Member of Karnataka Legislative Assembly
- In office 2018–2023
- Preceded by: S. S. Mallikarjun
- Constituency: Davangere North
- In office 2008–2013
- Succeeded by: S. S. Mallikarjun
- Constituency: Davangere North
- In office 1994–2008
- Preceded by: Nagamma Keshavamurthy
- Succeeded by: M. Basavaraja Naika
- Constituency: Mayakonda

Personal details
- Born: 26 November 1946 (age 79) Shiramagondanahalli, Davangere Taluk, Chitradurga, Kingdom of Mysore (now Davangere District, Karnataka), India
- Party: Bharatiya Janata party

= S. A. Ravindranath =

Indian politician

S. A. Ravindranath (born 26 November 1946) is an Indian politician. Born in Shiramagondanahalli village of Davangere District, he represents the Bharatiya Janata Party (BJP) from Davangere North Constituency in the Karnataka Legislative Assembly. He is a senior Cabinet minister in the BJP government of Karnataka.

==Career==

A longtime member of the Bharatiya Janata Party, he has been elected to the Karnataka Legislative Assembly for four consecutive terms since 1994. He was elected as MLA from Mayakonda constituency for three consecutive terms and is currently representing the Davanagere North constituency.

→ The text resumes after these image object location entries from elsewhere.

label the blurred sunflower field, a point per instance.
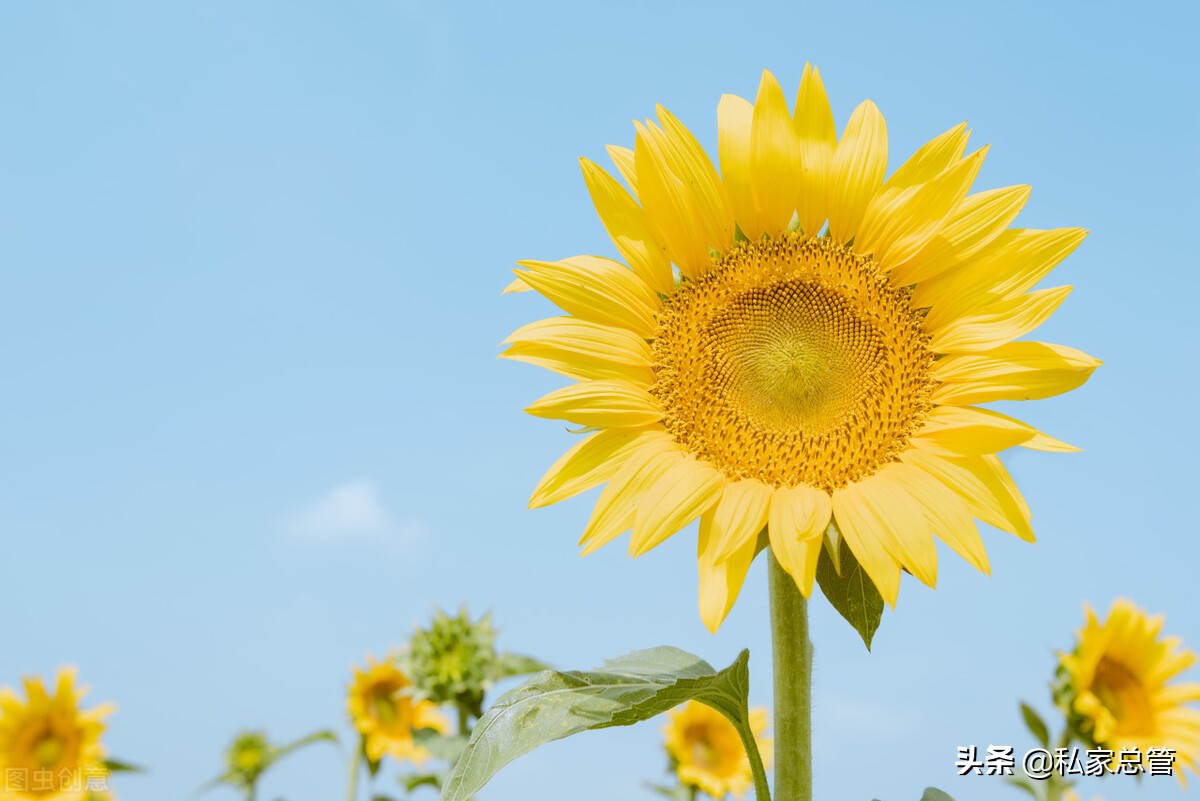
(847, 343)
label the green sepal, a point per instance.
(851, 590)
(556, 704)
(429, 778)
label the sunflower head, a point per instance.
(387, 714)
(1117, 690)
(249, 756)
(48, 742)
(454, 660)
(797, 343)
(706, 751)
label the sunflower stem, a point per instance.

He won the May 2008 Karnataka state elections with the highest margin of over 53,000 votes against his nearest rival. Earlier, he was the Minister for Sugar and Rural water supply in the BJP-Janata Dal (Secular) coalition government headed by H.D.Kumaraswamy. Following the historic victory of the BJP in Karnataka, he was sworn-in as a Cabinet minister in the Yeddyurappa government on 30 May 2008 and was entrusted with the Agriculture portfolio. Later he served as the Minister for Horticulture in the D. V. Sadananda Gowda ministry and Shettar ministry. He was also the minister in charge for Davanagere district at that time. He is credited with bringing the BJP to power in the Davanagere City Corporation for the first time in 2007 with an overwhelming majority. However, the actual credit should go to Congress Leader S. S. Mallikarjun whose papers were rejected at the last moment.